Macau casino gross gaming revenue (GGR) had since June “topped even the most bullish expectations every quarter,” but operator “margins … haven’t,” says a Friday note from banking group JP Morgan.
“We still think GGR recovery has legs this year, but our confidence in the profit upcycle has dimmed,” stated analysts DS Kim, Selina Li, and Lindsey Qian.
The institution has trimmed to MOP71.9 billion (US$8.95 billion) its forecast for full-year 2026 industry adjusted earnings before interest, taxation, depreciation, and amortisation (EBITDA) for the city’s six operators.
This was “an average of approximately 3 percent to 4 percent below Street, or average minus 6 percent excluding Galaxy [Entertainment Group Ltd]”, said JP Morgan, referring to its estimate relative to investment-community consensus.
JP Morgan’s new 2026 adjusted-EBITDA estimate would nonetheless still be a 5.0-percent improvement on its forecast MOP68.5 billion for 2025, where the operators have yet to report their numbers.
The bank said profit growth for Macau casino firms trailed GGR in the second and third quarters of 2025, with the “fourth-quarter 2025 likely similar on higher operating expenses and an accelerated VIP skew”.
Several brokerages have recently mentioned cost pressures on Macau operators.
JP Morgan suggested that VIP play grew to 16 percent of total GGR by the fourth quarter, versus 12 percent in full-year 2024, and “mass margin likely weakened as the mix shifted toward super-premium and premium play, versus high-margin base mass”.
The analysts also suggested operating expenses “ran fast at plus 7 percent” in full-year 2025, versus “the typical circa 3 percent inflation”.
Non-gaming cost impacts
Factors had included “spikes in non-gaming” such as “concerts, sports, private events” that had “pushed operating expenses higher,” leading to a “chicken-and-egg setup where events lifted GGR but also weighed on margins given weaker flow-through”.

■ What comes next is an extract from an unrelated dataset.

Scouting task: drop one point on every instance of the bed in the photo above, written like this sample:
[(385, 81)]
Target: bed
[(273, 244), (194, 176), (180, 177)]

Macau industry EBITDA lagged top-line performance throughout 2025, said JP Morgan, with EBITDA “growing 6 percent … or only plus 1 percent to 2 percent if adjusted for VIP luck,” which was below the institution’s initial 4-percent growth expectation.
“Industry EBITDA margin” for full-year 2025 “slipped to 23.3 percent on a gross basis by JP Morgan’s estimate, versus 23.7 percent a year earlier, which the analysts described as “disappointing,” and with “no operating leverage”.
For luck-adjusted property EBITDA for the fourth quarter of 2025, the JP Morgan team said in a Sunday memo that it expected MGM China to report “the best momentum”, tracking quarter-on-quarter growth of 10 percent; followed by Galaxy Entertainment with an estimated sequential 8-percent growth; and Sands China with 3-percent expansion.
SJM Holdings’ fourth-quarter luck-adjusted property EBITDA was “the clear laggard,” down an estimated 18 percent sequentially, said JP Morgan. The company had been “dragged down” by its “operating expenses burden from the satellite shutdown,” said the institution.
It added: “Melco also had poor momentum (-8 percent quarter-on-quarter), on market share loss and one-off operating expenses” from a 10-year anniversary event for Studio City.
Wynn Macau Ltd’s fourth-quarter luck-adjusted property EBITDA was likely to have been “stable quarter-on-quarter”, the JP Morgan team noted in its Sunday memo.
The institution also observed: “With GGR strength not flowing through to EBITDA, we’d pivot focus to ‘profit shares’ not just market shares.
“Based on a luck-adjusted EBITDA, we estimate Galaxy was the biggest [market] share gainer in fourth quarter [2025] with 130 basis points gain quarter-on-quarter to 24 percent – its highest level in seven years – , followed by MGM (110 basis points quarter-on-quarter gain to 15 percent).
Melco Entertainment and SJM Holdings had “lost the most” in terms of market share of profit share, “by 110 basis points and 90 basis points, respectively, to 13.5 percent and 4.0 percent,” suggested JP Morgan.